The stones of Paris
For centuries, the French have been using a particular local stone to create the distinctive buildings of their capital. But growing demand from around the world is threatening to exhaust the quarries in question. John Lichfield reports
They no longer know Paris who only Paris know. To see fine buildings made from the warm, elusive, cream-grey stone of the French capital, you once went to the Louvre, or to the Invalides or to the Place de la Concorde. Now, to contemplate the glories of "Paris stone", you can also visit Los Angeles or Las Vegas, Kuwait, Knightsbridge or Marlow in Buckinghamshire. The stone which illuminates the "city of light" is rolling around the world.
"Paris stone", which actually comes from a half-dozen limestone quarries in the Oise, 25 miles north of Paris, has become an architectural fashion accessory for the wealthy and famous. Its cheaper varieties are also much in demand in Britain, where they compete success-fully with local stone as a versatile, and economical, building material.

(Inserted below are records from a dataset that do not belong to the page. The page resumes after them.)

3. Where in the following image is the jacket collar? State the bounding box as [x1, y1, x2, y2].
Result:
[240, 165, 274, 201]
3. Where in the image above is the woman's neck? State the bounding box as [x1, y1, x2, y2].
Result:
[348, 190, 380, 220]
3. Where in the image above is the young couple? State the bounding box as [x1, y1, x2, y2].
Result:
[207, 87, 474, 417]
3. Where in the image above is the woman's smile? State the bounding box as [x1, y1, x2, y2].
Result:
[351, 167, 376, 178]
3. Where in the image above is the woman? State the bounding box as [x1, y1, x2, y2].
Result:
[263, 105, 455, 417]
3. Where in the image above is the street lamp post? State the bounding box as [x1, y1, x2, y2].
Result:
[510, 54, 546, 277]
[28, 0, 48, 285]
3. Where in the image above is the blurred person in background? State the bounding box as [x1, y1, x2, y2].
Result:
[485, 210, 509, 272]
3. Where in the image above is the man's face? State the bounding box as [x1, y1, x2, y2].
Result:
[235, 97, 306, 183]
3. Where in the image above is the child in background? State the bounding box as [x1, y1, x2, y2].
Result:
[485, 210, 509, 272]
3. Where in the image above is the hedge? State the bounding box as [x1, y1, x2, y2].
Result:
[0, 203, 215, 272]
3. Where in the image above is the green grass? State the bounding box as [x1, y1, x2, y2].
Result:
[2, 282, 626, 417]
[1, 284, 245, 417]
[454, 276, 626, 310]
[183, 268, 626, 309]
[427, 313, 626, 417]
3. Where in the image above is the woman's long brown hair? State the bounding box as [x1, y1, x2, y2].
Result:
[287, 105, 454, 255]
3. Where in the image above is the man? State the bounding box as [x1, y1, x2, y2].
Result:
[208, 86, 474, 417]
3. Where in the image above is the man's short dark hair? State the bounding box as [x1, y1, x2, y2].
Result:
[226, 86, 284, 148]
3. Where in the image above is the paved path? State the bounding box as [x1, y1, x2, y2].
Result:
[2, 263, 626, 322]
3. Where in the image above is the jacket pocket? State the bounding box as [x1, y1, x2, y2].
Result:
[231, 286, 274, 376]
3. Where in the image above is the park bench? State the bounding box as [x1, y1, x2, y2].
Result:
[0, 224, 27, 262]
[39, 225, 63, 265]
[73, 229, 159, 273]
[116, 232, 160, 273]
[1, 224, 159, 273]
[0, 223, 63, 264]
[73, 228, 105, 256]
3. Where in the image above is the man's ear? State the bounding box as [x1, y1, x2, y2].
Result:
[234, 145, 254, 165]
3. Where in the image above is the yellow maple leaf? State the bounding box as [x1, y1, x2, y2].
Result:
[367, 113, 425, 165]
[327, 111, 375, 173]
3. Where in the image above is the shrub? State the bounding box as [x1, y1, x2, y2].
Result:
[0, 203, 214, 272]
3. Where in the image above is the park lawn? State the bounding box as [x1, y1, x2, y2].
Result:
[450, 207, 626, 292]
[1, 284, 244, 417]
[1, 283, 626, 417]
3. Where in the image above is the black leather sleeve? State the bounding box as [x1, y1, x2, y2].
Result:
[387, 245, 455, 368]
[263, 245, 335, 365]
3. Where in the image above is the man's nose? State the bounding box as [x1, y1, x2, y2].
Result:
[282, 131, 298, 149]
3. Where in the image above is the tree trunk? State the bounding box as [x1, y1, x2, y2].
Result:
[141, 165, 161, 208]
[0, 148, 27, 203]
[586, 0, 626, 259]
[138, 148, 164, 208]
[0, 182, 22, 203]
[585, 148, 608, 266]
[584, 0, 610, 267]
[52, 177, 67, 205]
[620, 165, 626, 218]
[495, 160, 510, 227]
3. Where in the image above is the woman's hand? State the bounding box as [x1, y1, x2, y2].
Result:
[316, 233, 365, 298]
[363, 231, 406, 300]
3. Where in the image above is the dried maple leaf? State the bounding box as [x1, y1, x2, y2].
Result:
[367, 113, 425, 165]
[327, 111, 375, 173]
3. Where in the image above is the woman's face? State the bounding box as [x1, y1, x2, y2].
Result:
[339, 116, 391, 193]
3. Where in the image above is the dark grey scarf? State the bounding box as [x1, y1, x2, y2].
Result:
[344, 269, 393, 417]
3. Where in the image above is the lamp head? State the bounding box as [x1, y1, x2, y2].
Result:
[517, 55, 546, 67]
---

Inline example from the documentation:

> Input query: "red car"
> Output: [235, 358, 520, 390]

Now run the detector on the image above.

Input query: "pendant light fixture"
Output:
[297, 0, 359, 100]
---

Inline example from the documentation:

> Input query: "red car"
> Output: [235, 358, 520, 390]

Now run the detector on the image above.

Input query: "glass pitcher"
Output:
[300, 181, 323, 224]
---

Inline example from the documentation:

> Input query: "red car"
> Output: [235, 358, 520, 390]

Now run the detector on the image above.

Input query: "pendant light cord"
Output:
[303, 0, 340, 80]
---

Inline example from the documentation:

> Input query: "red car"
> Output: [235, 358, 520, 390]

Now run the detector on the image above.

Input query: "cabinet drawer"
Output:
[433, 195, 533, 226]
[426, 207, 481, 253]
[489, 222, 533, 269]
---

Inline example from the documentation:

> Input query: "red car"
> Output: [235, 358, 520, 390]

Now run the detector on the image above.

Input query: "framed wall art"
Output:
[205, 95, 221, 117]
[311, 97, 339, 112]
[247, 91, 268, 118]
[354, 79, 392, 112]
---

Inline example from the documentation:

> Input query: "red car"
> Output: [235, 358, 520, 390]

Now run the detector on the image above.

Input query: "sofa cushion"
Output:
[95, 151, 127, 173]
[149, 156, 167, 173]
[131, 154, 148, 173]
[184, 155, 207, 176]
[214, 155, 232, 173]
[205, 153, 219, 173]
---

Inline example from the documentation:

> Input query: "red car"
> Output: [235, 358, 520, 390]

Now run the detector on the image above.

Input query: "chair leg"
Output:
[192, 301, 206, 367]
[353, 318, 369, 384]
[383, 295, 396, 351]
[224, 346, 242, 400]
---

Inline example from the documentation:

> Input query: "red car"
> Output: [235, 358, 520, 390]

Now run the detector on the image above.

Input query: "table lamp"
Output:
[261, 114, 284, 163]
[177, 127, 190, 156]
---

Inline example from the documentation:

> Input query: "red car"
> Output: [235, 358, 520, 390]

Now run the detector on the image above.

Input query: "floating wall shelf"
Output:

Michael Jordan, the retired basketball superstar is the latest celebrity to refit his mansion in Los Angeles with so-called Paris stone. The Paris-born founder of the online auction company eBay, Pierre Omidyar, has clad a whole mansion with Oise stone, in the Nevada desert near Las Vegas. The University of Stanford in California is constructing several new buildings which will be covered with one of the finest grades of Lutetian limestone, hacked from the earth 5,600 miles away at Saint-Maximin, near Chantilly in the Oise.
From a series of big holes around this village came the stone which fashioned most grand Paris buildings from the 17th century onwards, including parts of the Louvre, the Place de la Concorde and Les Invalides. There are some exceptions, such as the monumental blocks for the Arc de Triomphe, which came from near Beaune in Burgundy, 200 miles to the south. However, the quarries of Saint-Maximin can authentically claim to be the birthplace of the largely stone-built Paris that we know today. The southern Oise provided 90 per cent of the stone for the Haussmann era (post-1860) avenues and streets which give the French capital its sweeping and uniform style (and its elusive colouring, ranging from shining white to nicotine yellow).